Paylaş
Her olayda olduğu gibi bu olayda da birçok şey birbirine karıştırılmış, çok şey birbirine karıştırılınca da kafalar karışmıştır. Olanların bilinçli, hesaplı ve planlı olup olmadığı, nerelerden nasıl kaynaklandığı ancak zamanla anlaşılacak.
Şu günlerde yaşadığımız ve merakla izlediğimiz olay, bir seçimdir; cumhurbaşkanlığı seçimi. Her seçimde olduğu gibi bunda da adayların olması ve her birinin kendi kişisel taktiklerini uygulayıp propagandasını yapması kadar doğal bir şey olamaz.
Ama seçim, rastgele bir siyasal mevki için değil, cumhurbaşkanlığı makamı için yapılan bir seçimdir. O makamdaki görevler, Anayasa gereği, tarafsızlıkla yerine getirilmesi gereken görevlerdir. Örneğin, seçilenin, varsa partisi ile ilişiğini kesmesi Anayasa kuralı. Dolayısıyla, seçimin bir parti ve hele bir iktidar sorunu durumuna getirilmesi, konunun özüne ters düşer.
Oysa, konuların özünü kavramaktan bile aciz bir liderler takımı sayesinde, tam da bu olmuştur. Hem de, daha adaylık ve seçim aşamasına gelmeden, bir ‘‘Anayasa değişikliği’’ sorunu ortaya atılarak. O sorun dolayısıyla, koalisyon cephesi oluşturulmuş, ‘‘istikrar’’ kavramı ortaya atılmış ve bir güven oylaması havası yaratılarak Anayasa değiştirilmezse hükümetin düşeceği söylentisi yayılmıştır.
İktidar nimetlerini yitirmek istemeyen ya da bir hükümet bunalımı daha yaşamaktan çekinen insanların 367 oyluk bir cephede bütünleşeceği umularak.
O aşamada bu olmadı. Şimdi ise, seçim aşamasında yine aynı taktik uygulanıyor. Makamın niteliği dolayısıyla hiç siyasallaştırılmaması gereken bir seçimi alabildiğine siyasallaştırarak.

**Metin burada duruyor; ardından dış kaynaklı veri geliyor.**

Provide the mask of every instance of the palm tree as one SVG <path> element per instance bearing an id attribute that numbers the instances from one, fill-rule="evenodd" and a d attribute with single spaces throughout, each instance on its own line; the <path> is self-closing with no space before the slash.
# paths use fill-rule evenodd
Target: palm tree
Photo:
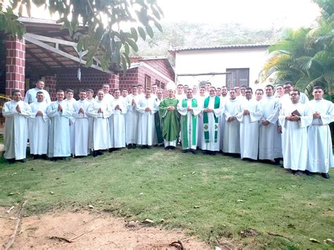
<path id="1" fill-rule="evenodd" d="M 317 0 L 322 15 L 314 29 L 287 30 L 283 39 L 268 49 L 269 59 L 261 75 L 274 75 L 276 83 L 292 80 L 309 95 L 316 85 L 322 86 L 327 99 L 334 96 L 334 4 Z"/>

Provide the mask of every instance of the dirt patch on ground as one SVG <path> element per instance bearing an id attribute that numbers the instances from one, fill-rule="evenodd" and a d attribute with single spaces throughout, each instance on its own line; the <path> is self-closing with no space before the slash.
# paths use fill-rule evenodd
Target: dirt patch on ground
<path id="1" fill-rule="evenodd" d="M 0 208 L 1 246 L 8 242 L 18 220 L 18 210 L 7 213 L 7 209 Z M 209 249 L 180 230 L 146 227 L 140 223 L 129 224 L 105 213 L 56 212 L 23 217 L 12 249 L 175 249 L 169 244 L 178 240 L 187 249 Z"/>

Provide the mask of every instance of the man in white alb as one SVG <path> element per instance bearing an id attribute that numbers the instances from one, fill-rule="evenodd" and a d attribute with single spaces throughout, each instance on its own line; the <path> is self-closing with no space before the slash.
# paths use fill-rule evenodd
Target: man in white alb
<path id="1" fill-rule="evenodd" d="M 139 112 L 138 141 L 142 149 L 151 149 L 158 143 L 154 123 L 154 113 L 159 110 L 154 98 L 151 97 L 151 89 L 146 89 L 145 97 L 136 106 Z"/>
<path id="2" fill-rule="evenodd" d="M 237 107 L 239 100 L 235 89 L 230 90 L 230 99 L 225 103 L 223 151 L 233 157 L 240 156 L 240 123 L 237 119 Z"/>
<path id="3" fill-rule="evenodd" d="M 49 157 L 52 161 L 62 160 L 70 156 L 70 118 L 73 106 L 64 101 L 65 92 L 56 92 L 57 101 L 48 107 L 47 115 L 51 118 L 49 134 Z"/>
<path id="4" fill-rule="evenodd" d="M 24 162 L 28 135 L 27 119 L 31 113 L 30 106 L 20 100 L 20 90 L 12 90 L 11 98 L 11 101 L 4 104 L 2 110 L 2 115 L 6 118 L 4 157 L 8 163 Z"/>
<path id="5" fill-rule="evenodd" d="M 252 88 L 246 88 L 245 94 L 246 98 L 239 100 L 236 117 L 240 122 L 241 158 L 252 161 L 257 160 L 259 120 L 263 113 L 259 101 L 252 99 Z"/>
<path id="6" fill-rule="evenodd" d="M 132 93 L 125 99 L 128 109 L 126 113 L 125 137 L 128 149 L 135 149 L 137 146 L 139 113 L 136 109 L 136 106 L 141 99 L 141 96 L 137 93 L 137 85 L 132 85 L 131 91 Z"/>
<path id="7" fill-rule="evenodd" d="M 80 90 L 79 101 L 73 105 L 74 123 L 74 156 L 87 156 L 89 153 L 89 121 L 87 111 L 90 102 L 86 101 L 86 91 Z"/>
<path id="8" fill-rule="evenodd" d="M 30 104 L 31 117 L 30 123 L 32 130 L 30 136 L 30 154 L 34 159 L 47 158 L 50 118 L 47 115 L 49 104 L 44 101 L 44 94 L 42 92 L 37 94 L 37 101 Z"/>
<path id="9" fill-rule="evenodd" d="M 291 101 L 282 106 L 280 124 L 282 125 L 282 150 L 284 168 L 301 175 L 307 163 L 307 127 L 312 123 L 312 114 L 299 101 L 299 92 L 290 92 Z"/>
<path id="10" fill-rule="evenodd" d="M 39 92 L 42 92 L 44 95 L 44 101 L 47 102 L 47 104 L 50 104 L 50 95 L 49 94 L 49 92 L 47 90 L 44 89 L 44 85 L 45 85 L 44 82 L 40 80 L 37 81 L 37 82 L 36 82 L 36 87 L 29 89 L 27 93 L 25 93 L 24 101 L 29 104 L 35 102 L 36 101 L 37 101 L 36 94 Z"/>
<path id="11" fill-rule="evenodd" d="M 104 151 L 111 147 L 109 121 L 111 115 L 111 106 L 104 101 L 104 92 L 99 89 L 97 100 L 90 104 L 87 111 L 93 118 L 93 156 L 101 156 Z"/>
<path id="12" fill-rule="evenodd" d="M 128 112 L 125 101 L 120 98 L 119 89 L 113 91 L 113 100 L 111 101 L 111 115 L 109 117 L 110 151 L 120 150 L 125 147 L 125 119 Z"/>
<path id="13" fill-rule="evenodd" d="M 263 116 L 259 123 L 259 159 L 278 165 L 282 155 L 282 140 L 278 132 L 279 99 L 273 96 L 273 86 L 265 87 L 266 96 L 260 101 Z"/>

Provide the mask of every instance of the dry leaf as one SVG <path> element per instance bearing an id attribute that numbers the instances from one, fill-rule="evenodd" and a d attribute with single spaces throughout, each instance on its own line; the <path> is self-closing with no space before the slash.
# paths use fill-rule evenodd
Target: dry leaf
<path id="1" fill-rule="evenodd" d="M 154 223 L 154 222 L 152 220 L 150 220 L 150 219 L 145 219 L 142 223 L 147 223 L 147 224 Z"/>
<path id="2" fill-rule="evenodd" d="M 313 239 L 313 238 L 309 238 L 309 239 L 311 242 L 314 242 L 314 243 L 320 243 L 320 242 L 318 239 Z"/>

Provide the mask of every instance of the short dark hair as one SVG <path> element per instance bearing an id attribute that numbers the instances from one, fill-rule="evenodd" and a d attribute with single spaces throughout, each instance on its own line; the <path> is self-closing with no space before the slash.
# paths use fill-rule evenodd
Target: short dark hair
<path id="1" fill-rule="evenodd" d="M 15 93 L 17 93 L 17 92 L 20 92 L 20 94 L 21 94 L 21 92 L 20 91 L 20 89 L 13 89 L 11 91 L 11 95 L 13 95 Z"/>
<path id="2" fill-rule="evenodd" d="M 291 86 L 293 86 L 293 82 L 291 81 L 286 81 L 286 82 L 284 82 L 283 83 L 283 85 L 290 85 Z"/>
<path id="3" fill-rule="evenodd" d="M 313 90 L 314 89 L 321 89 L 322 91 L 323 91 L 323 88 L 322 86 L 315 86 L 314 88 L 313 88 Z"/>
<path id="4" fill-rule="evenodd" d="M 273 89 L 273 85 L 266 85 L 266 87 L 271 87 L 271 89 Z"/>
<path id="5" fill-rule="evenodd" d="M 247 87 L 246 88 L 246 90 L 250 90 L 252 93 L 253 93 L 253 89 L 252 89 L 252 88 L 250 87 Z"/>
<path id="6" fill-rule="evenodd" d="M 300 92 L 298 89 L 293 89 L 290 93 L 290 95 L 291 95 L 291 93 L 292 92 L 297 92 L 298 93 L 298 95 L 300 96 Z"/>

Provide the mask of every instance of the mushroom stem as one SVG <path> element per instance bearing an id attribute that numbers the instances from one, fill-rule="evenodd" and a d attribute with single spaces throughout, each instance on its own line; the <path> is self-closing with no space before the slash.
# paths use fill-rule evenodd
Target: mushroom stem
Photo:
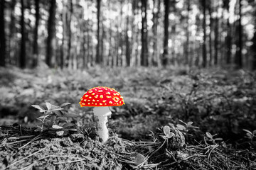
<path id="1" fill-rule="evenodd" d="M 107 123 L 107 116 L 111 115 L 111 111 L 109 107 L 95 107 L 93 108 L 93 113 L 98 118 L 98 135 L 102 139 L 102 142 L 105 143 L 109 137 L 106 123 Z"/>

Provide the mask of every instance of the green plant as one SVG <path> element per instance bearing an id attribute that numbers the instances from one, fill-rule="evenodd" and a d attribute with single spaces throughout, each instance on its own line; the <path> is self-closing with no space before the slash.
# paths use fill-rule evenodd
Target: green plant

Konuyu, sanki bir genel seçim ya da bir güvenoylaması arifesindeymişiz gibi iktidarı destekleyip desteklememe konusu olarak gören ve ekonomik ilişkileri dolayısıyla elbette desteklemeden yana olma gereğini duyan medyanın da katkısıyla.

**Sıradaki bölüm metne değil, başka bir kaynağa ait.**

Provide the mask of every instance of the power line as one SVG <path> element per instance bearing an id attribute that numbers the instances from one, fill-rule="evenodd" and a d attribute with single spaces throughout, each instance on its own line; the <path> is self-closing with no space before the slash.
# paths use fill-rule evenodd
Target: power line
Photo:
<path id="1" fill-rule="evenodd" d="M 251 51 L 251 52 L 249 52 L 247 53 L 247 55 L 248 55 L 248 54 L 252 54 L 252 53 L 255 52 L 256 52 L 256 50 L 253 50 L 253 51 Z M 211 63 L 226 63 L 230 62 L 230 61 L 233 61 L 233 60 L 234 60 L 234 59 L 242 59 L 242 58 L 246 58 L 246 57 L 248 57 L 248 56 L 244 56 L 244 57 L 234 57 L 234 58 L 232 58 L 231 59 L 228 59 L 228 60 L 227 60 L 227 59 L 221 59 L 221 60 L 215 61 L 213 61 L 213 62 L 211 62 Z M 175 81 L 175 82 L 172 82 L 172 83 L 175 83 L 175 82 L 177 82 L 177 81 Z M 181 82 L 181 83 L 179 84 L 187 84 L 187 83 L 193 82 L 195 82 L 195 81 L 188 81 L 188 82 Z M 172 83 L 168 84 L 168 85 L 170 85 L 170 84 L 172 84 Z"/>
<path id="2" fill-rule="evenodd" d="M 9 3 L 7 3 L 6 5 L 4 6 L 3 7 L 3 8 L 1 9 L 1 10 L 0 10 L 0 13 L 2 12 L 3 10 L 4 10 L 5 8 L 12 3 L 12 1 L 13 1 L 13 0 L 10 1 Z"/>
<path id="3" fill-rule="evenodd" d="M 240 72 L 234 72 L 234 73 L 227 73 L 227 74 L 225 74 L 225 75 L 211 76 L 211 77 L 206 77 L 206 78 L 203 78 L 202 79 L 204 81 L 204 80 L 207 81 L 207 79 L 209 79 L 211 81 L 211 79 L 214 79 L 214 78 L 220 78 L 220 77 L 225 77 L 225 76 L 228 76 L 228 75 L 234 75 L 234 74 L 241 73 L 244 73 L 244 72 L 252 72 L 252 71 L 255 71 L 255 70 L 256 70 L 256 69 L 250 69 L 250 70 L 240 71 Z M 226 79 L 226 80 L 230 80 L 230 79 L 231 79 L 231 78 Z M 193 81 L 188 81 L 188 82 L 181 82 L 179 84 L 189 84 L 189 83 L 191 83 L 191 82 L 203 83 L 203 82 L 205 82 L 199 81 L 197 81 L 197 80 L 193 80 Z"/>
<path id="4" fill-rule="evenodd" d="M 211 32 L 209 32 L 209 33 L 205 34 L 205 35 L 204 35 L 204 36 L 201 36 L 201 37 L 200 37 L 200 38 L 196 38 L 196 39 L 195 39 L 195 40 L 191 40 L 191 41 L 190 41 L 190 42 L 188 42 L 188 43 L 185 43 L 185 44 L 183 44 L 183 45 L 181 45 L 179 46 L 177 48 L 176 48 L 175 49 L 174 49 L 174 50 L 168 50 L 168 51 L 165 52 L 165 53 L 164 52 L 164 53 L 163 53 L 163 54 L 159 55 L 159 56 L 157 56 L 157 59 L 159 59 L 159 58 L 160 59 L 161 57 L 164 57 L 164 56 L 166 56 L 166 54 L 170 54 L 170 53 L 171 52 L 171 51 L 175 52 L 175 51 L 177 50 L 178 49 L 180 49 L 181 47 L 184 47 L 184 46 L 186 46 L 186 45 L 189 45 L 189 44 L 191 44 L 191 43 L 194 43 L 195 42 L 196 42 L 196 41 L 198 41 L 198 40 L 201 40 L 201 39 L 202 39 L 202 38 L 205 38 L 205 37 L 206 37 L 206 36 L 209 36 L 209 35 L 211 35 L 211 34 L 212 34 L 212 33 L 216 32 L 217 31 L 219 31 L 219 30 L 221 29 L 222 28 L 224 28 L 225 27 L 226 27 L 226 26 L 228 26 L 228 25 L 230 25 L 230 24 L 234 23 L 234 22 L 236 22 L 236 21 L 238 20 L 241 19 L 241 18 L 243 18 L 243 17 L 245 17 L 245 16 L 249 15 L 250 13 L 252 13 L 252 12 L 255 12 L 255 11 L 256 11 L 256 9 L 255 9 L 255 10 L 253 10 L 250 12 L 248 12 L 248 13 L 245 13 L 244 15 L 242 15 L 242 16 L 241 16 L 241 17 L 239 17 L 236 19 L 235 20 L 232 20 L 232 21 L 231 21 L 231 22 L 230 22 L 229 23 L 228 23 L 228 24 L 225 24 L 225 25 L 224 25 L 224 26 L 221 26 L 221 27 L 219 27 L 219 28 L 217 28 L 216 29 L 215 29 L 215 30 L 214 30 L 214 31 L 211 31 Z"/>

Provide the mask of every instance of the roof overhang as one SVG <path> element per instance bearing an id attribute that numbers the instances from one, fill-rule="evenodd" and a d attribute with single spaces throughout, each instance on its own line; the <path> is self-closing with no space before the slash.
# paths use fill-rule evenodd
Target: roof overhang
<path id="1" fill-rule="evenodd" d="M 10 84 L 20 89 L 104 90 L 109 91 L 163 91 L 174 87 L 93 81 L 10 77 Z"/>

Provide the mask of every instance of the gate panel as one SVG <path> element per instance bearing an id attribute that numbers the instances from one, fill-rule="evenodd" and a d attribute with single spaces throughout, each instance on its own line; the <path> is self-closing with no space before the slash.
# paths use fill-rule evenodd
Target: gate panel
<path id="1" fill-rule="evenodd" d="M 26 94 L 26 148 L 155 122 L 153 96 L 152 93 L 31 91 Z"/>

Çok şeyin birbirine karıştırılmasının sonuçlarını daha da karışık kılan, bu siyasal boyutun yanına bir de yargı boyutunun eklenmesidir. Adaylardan birinin aynı zamanda Meclis'teki partilerden birini yargılamakta olan bir mahkemenin başkanı durumunda oluşu, iktidar bütünleşmesini muhalefetten gelen bir başka bütünleşmeyle tamamladı. Başlangıçtaki üçlü mutabakatın, taktik hesaplarla bir başka liderin de katılmasıyla, beşli bir genel başkanlar mutabakatına dönüşmesi bundandır.
Dolayısıyla, halk yığınlarının gözünde bir kişinin seçkin kimliği ile bir makamın yüce gerekleri arasında bütünleşme anlamı taşıması özlenen olay, tam tersine, siyasal çıkarların bütünleşmesi gibi pek seçkin ve yüce olmayan bir görüntü yarattı. Sonuçta hem sürecin ve makamın zedelenmesine, hem de devletin başına geçecek kişinin gereksiz yere siyasal çekişme konusu yapılmasına varan olayın hüzün verici yönü budur.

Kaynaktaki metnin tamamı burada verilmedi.